Her body cocked and looked ready to fire at him. Her lips tightened in unison with the glare.
“Since when did I become part of the punch line?” Brooke asked.
“I never said you were.”
“But this right here is obviously part of the joke. Part of your ongoing narrative to the world to show them how much more witty you happen to be.”
“I’m sorry I have a little more to offer.”
“But do you? Really?”
Brooke no longer sounded wounded or wanting. Now she was simply pissed.
“The very question makes you wonder and stay tuned,” he said without any hint of extra emotion.
“I’m not ‘staying tuned’ Danny. I’m not a listener or a follower or a fan. Do you understand that? I’m not a photo in a box ready to ‘like’ every single, stupid comment you say. I’m right here. In front of you. A human being, breathing. Trying to talk instead of commenting or retweeting or sharing or quoting.”
For the first time in a long time, Danny was impressed by the words he was listening to.
“That is the tragedy of real life,” he told Brooke with all sincerity. “That we can’t capture this moment and share it with others. Those were actually some profound thoughts.”
She shook her head. “Life is there to share, Danny. With each other.
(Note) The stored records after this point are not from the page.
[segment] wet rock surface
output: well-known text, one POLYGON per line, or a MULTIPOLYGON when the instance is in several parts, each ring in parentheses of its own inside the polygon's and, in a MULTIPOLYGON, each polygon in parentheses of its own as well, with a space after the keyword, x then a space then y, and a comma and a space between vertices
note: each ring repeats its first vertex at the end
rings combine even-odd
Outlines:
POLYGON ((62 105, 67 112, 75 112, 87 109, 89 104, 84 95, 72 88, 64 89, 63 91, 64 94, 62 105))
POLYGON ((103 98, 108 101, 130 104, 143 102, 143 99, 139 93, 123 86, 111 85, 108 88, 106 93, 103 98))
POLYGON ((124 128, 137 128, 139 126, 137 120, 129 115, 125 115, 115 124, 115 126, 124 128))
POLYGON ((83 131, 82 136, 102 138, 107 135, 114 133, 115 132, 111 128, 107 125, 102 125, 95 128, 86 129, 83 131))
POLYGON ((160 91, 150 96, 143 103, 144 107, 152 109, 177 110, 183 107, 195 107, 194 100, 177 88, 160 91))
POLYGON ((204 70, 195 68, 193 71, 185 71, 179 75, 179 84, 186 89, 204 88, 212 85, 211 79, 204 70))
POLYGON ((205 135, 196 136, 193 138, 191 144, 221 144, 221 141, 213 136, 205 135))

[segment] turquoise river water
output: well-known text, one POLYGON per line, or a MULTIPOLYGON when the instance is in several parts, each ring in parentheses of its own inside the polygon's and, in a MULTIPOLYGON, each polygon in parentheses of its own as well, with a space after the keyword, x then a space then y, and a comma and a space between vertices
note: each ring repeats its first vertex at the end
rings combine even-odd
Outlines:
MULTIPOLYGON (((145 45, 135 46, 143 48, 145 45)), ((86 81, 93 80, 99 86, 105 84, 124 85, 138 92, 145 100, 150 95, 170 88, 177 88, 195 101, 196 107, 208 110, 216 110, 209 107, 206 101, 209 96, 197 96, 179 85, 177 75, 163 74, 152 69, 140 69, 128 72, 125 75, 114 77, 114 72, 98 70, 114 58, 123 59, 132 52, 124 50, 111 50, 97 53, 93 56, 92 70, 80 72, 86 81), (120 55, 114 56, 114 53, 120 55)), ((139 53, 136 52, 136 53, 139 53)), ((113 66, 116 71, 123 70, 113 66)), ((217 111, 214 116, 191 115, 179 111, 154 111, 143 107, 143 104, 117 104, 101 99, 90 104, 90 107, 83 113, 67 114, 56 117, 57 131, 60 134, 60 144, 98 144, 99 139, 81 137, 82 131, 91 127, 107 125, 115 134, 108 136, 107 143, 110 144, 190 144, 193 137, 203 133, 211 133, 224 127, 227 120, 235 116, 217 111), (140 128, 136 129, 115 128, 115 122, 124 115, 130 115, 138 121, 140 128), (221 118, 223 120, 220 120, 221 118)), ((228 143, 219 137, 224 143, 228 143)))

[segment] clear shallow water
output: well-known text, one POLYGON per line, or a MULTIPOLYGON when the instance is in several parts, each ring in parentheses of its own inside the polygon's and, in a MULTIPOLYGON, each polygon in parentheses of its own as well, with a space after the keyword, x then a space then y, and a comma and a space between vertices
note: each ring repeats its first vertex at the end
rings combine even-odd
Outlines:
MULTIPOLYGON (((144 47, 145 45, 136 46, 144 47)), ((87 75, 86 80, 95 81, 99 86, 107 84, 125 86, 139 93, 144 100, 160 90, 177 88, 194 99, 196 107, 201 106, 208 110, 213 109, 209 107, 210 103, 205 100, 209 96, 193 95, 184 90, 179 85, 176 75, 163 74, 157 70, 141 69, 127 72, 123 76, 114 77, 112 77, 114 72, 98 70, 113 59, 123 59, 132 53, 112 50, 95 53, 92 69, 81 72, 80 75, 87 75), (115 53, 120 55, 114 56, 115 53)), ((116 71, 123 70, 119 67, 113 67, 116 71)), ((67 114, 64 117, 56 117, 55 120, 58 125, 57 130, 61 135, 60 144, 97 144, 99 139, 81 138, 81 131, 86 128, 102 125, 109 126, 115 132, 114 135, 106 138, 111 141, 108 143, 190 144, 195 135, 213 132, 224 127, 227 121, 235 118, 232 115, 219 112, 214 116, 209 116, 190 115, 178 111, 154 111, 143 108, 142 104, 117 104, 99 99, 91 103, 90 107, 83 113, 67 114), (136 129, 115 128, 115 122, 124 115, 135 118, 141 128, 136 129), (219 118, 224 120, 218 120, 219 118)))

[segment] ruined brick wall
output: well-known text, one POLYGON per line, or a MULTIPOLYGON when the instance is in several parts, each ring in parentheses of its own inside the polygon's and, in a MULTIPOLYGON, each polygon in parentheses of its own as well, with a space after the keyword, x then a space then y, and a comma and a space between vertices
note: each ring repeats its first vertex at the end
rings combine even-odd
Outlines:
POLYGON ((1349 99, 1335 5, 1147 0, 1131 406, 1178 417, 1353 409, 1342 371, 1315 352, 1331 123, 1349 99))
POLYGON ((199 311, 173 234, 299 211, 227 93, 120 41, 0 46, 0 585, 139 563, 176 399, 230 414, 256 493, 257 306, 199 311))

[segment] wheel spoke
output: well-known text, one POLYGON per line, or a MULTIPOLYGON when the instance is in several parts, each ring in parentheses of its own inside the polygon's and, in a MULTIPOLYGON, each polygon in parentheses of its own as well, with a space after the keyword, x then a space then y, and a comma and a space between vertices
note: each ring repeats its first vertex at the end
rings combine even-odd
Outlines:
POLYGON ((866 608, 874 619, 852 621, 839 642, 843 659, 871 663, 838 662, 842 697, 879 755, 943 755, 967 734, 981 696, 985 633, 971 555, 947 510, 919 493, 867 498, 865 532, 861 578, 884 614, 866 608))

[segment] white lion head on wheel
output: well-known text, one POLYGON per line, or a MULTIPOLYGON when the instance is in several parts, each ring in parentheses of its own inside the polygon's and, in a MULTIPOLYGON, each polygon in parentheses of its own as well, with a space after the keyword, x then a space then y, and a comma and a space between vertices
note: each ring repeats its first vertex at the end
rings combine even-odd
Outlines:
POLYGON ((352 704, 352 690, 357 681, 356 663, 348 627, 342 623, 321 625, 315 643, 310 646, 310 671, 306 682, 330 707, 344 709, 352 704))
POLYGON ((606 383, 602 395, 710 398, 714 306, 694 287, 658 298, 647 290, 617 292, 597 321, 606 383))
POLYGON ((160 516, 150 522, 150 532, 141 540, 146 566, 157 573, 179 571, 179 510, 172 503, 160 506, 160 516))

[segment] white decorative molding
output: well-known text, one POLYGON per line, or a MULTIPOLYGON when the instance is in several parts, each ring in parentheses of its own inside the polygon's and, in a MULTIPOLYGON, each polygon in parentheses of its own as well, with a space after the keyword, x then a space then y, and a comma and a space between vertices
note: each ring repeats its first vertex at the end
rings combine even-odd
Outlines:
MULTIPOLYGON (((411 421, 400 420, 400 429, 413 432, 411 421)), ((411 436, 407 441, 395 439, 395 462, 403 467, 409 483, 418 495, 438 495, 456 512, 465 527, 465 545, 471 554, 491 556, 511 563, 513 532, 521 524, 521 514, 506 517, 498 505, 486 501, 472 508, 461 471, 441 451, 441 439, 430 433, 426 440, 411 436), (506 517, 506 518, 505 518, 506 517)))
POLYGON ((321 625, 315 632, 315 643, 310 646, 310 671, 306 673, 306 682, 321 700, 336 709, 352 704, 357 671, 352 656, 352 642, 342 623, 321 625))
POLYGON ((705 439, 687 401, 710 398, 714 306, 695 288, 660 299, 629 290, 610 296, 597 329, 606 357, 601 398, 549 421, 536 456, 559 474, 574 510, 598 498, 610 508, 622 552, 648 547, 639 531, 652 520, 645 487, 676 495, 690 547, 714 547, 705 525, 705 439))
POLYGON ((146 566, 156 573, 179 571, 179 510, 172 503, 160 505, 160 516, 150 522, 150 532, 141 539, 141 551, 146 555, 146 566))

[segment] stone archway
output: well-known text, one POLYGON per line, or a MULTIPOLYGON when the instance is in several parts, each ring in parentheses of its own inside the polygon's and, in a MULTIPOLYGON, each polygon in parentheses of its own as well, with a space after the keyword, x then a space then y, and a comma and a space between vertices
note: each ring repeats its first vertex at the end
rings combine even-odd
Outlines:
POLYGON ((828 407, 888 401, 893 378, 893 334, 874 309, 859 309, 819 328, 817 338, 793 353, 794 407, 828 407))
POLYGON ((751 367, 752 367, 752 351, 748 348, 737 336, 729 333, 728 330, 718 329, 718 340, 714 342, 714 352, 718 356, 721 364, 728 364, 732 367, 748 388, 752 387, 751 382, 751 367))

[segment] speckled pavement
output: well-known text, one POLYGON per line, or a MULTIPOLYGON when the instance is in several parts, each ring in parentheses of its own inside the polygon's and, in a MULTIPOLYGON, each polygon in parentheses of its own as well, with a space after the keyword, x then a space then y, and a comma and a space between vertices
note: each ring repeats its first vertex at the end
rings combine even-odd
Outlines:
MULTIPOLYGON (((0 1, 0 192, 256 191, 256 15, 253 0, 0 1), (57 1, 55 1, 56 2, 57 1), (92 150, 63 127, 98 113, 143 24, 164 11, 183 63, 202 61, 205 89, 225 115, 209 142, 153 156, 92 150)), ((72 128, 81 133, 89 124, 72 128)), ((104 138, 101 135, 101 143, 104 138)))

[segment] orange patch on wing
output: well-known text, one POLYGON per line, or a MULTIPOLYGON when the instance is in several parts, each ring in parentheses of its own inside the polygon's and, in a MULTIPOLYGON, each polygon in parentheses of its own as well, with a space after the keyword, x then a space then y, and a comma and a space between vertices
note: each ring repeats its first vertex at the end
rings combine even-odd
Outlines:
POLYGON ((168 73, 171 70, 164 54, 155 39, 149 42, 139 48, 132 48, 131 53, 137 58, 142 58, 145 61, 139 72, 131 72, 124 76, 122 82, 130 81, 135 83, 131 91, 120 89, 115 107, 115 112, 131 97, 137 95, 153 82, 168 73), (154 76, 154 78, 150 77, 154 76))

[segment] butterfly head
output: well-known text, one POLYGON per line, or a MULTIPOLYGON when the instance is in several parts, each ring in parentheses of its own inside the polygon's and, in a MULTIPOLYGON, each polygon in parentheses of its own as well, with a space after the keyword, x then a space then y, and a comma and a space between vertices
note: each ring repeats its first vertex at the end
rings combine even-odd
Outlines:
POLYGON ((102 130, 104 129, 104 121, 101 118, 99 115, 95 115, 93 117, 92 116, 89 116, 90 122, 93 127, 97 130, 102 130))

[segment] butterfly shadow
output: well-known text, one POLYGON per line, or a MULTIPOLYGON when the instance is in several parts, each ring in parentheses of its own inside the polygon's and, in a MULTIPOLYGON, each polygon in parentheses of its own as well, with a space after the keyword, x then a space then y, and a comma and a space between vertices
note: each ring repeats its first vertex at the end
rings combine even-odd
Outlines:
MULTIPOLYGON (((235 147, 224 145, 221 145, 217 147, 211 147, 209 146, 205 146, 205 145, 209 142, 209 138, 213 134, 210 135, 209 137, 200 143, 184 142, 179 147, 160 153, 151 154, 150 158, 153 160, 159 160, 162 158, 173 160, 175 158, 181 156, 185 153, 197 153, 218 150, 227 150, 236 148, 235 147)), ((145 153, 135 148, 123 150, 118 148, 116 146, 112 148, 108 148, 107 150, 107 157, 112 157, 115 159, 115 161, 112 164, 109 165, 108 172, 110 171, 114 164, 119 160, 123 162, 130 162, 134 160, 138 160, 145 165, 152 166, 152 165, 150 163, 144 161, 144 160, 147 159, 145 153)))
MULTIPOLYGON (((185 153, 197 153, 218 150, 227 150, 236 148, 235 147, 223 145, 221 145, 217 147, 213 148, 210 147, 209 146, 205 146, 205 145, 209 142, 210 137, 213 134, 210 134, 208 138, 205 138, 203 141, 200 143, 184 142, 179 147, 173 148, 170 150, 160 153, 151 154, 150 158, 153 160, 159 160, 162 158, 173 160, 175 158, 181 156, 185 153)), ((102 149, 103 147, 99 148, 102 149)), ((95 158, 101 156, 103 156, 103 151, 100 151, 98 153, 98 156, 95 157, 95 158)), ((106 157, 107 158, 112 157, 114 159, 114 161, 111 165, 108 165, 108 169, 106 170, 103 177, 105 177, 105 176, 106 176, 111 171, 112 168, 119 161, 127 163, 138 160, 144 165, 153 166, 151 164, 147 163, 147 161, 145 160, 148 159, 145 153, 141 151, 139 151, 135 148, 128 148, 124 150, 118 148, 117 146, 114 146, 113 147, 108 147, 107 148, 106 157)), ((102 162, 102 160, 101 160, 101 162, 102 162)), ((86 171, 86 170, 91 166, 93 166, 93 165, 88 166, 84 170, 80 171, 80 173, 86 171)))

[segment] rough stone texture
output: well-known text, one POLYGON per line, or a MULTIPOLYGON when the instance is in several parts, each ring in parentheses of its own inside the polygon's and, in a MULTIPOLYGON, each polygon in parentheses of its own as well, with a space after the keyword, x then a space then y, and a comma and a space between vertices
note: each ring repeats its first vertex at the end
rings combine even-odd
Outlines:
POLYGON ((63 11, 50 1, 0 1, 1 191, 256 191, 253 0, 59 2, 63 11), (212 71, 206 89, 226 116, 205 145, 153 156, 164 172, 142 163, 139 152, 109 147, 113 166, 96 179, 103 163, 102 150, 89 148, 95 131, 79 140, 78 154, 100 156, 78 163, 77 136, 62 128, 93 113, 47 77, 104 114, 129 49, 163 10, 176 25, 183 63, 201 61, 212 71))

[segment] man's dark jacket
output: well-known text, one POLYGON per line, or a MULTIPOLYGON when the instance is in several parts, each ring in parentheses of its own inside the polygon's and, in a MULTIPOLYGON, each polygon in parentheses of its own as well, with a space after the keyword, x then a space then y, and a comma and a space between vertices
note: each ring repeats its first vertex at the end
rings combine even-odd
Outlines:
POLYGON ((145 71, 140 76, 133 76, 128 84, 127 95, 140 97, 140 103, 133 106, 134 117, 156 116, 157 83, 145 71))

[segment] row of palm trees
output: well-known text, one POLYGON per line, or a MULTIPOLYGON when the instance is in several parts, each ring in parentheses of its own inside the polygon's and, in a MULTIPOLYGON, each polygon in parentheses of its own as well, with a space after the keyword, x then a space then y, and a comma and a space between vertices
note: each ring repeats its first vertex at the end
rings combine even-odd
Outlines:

Not with the rest of the world.”
“Obviously I said something to irritate you.”
“Yes. You haven’t stopped saying irritating things since the day I met you.”
He laughed. “I thought you liked that.”
“I used to. Until I realized there was something wrong with all those endless amount of words.”
“They’re missing something at the core,” Brooke said.
“Is this editorial advice now?”
“No. It’s therapy. You don’t need a thesaurus, Danny. You need a heart.”